My intention is indeed to improve conversations with people I know well or semi-well. Some good questions with built-in blanks in this context are “How is your project X going?” or “What did you think of book X?”. Do you have examples of other such questions? I think the kinds of questions you would use for starting a new topic and for deepening an existing topic are likely to be different, and the latter are much more context-dependent.
It does not seem difficult to avoid being robotic/unfun with these questions, if you ask them with actual caring and curiosity, and if the motivation is not to fill silence but to learn about the other person.
This sounds like crap a teacher would ask their class or a psychiatrist would ask their patient to elicit responses. Robotic, unfun, and vague. Have you actually tried asking these questions of people in conversation, and what were the results?
I suspect the bad feelings come from the experience that the teacher usually does not care about things that I care about. So I am asked to give a response of a very specific type, or I will be punished (socially).
Contrast this with an environment where speaking about unusual things may be socially rewarded, and admitting your weakness may lead to a rational advice how to fix it.
Sometimes people learn that the best way to avoid being hurt is to avoid being open. That’s a good advice for a harmful environment. It’s not an optimal behavior in helpful environment.
I have tried around half of these questions. I have asked “what have you been thinking about lately?” a couple of times, and found out about a project a friend was working on, for example. Asking what people have been reading led to learning about what people have been reading, which was interesting. Some of the questions were posed to me, like “what memes have affected you?” and “what surprised you?”, and I found them to affect the conversation positively (in the former case, we ended up discussing the effect of the diligence meme on my early life).
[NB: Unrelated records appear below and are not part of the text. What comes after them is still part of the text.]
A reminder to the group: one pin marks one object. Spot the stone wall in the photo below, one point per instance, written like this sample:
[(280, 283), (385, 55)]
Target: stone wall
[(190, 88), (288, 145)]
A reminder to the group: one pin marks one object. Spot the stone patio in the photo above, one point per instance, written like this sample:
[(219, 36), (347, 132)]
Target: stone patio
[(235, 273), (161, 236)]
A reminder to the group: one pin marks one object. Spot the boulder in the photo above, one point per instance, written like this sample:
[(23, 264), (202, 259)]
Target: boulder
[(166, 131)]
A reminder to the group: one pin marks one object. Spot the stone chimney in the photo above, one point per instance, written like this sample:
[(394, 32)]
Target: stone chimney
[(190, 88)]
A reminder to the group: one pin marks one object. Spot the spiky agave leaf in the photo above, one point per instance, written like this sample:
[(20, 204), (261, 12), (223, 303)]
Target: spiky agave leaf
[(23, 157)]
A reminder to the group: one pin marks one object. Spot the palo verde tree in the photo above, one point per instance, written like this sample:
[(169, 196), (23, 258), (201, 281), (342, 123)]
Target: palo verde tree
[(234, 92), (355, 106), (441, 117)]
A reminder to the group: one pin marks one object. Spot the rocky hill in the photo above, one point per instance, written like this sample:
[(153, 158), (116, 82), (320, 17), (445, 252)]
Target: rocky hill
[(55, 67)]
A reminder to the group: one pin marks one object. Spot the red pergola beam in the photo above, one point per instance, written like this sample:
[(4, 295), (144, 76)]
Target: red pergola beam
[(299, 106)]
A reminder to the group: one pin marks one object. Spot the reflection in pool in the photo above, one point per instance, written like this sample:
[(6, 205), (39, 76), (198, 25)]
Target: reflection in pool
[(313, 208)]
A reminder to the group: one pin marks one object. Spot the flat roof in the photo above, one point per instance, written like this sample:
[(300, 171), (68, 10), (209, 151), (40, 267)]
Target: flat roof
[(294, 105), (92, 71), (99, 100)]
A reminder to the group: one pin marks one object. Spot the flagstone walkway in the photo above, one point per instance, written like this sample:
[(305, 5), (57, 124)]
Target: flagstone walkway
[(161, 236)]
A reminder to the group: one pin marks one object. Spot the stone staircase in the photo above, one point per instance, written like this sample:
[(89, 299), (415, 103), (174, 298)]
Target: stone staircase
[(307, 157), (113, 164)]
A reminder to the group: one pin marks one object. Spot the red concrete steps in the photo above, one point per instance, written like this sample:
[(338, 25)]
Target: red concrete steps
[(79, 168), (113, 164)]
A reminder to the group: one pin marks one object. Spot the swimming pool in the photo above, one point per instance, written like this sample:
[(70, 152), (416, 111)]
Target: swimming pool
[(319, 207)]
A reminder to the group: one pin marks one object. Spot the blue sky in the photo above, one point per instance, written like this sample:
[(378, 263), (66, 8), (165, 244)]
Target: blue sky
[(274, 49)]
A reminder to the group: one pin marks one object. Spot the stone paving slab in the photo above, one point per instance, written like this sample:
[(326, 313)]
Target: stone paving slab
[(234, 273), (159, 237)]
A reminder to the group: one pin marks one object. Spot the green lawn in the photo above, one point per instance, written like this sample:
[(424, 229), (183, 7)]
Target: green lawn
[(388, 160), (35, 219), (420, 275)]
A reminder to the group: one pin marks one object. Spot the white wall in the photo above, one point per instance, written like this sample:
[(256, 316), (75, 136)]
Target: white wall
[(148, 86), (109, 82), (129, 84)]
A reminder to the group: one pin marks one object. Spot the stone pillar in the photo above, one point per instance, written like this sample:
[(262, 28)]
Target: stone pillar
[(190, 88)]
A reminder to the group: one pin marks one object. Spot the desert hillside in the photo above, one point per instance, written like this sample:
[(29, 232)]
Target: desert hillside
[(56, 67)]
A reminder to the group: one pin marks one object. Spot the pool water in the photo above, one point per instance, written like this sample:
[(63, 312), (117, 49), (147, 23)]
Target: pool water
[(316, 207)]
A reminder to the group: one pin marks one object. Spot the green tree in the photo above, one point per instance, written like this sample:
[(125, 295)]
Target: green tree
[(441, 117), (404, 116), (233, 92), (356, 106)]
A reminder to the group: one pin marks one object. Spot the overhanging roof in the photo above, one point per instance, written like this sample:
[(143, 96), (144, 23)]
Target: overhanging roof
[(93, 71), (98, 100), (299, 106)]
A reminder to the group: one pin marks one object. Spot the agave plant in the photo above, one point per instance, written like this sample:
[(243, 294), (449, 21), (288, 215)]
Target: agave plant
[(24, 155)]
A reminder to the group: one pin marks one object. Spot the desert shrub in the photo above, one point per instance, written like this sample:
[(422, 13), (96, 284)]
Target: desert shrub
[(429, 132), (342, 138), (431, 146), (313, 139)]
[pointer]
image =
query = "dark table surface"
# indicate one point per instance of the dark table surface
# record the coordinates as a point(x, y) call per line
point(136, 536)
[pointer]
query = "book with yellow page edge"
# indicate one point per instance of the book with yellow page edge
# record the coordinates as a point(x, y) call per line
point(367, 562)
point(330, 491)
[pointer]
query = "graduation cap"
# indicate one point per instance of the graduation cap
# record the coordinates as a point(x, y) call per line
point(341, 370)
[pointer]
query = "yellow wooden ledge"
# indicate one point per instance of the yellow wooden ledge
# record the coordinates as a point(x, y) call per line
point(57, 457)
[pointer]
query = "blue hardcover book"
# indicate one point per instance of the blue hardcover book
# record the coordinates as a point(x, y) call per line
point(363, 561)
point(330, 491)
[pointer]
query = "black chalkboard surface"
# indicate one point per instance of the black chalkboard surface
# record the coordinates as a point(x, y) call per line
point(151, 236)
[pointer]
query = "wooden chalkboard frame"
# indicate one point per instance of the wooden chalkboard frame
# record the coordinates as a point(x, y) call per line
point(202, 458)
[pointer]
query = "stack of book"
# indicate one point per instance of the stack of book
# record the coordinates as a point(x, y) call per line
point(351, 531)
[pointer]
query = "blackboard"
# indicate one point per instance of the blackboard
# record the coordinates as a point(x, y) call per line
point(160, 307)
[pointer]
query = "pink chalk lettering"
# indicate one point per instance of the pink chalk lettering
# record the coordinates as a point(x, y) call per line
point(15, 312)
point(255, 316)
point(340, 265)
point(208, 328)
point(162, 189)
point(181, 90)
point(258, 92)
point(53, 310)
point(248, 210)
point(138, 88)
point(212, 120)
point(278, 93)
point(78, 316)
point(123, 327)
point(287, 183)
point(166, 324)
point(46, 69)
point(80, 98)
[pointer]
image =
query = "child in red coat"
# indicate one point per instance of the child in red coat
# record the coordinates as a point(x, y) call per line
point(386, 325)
I agree that a lot of these require some leadup. For example, the question “what eccentric things have you done?” might come naturally after telling people about your skydiving trip last week. Vagueness is partly addressed by the “recently/lately” specification, but I agree that the questions could use some further narrowing down. Do you have any suggestions to that end?
If you need to have form questions for conversation I think having them with built-in blanks to tune them to the existing conversation/people is important. Most of your conversations are probably not going to be with random strangers, but with people you already know a lot about (because they’re your friends) or a little (because you meet them in a LW meetup or at school or work).
Even with strangers, people will generally respond a lot better to more specific questions than more vague ones. Consider how complicated the real question behind “How’s it going?” is and how lame the answers usually are.
My intention is indeed to improve conversations with people I know well or semi-well. Some good questions with built-in blanks in this context are “How is your project X going?” or “What did you think of book X?”. Do you have examples of other such questions? I think the kinds of questions you would use for starting a new topic and for deepening an existing topic are likely to be different, and the latter are much more context-dependent.
It does not seem difficult to avoid being robotic/unfun with these questions, if you ask them with actual caring and curiosity, and if the motivation is not to fill silence but to learn about the other person.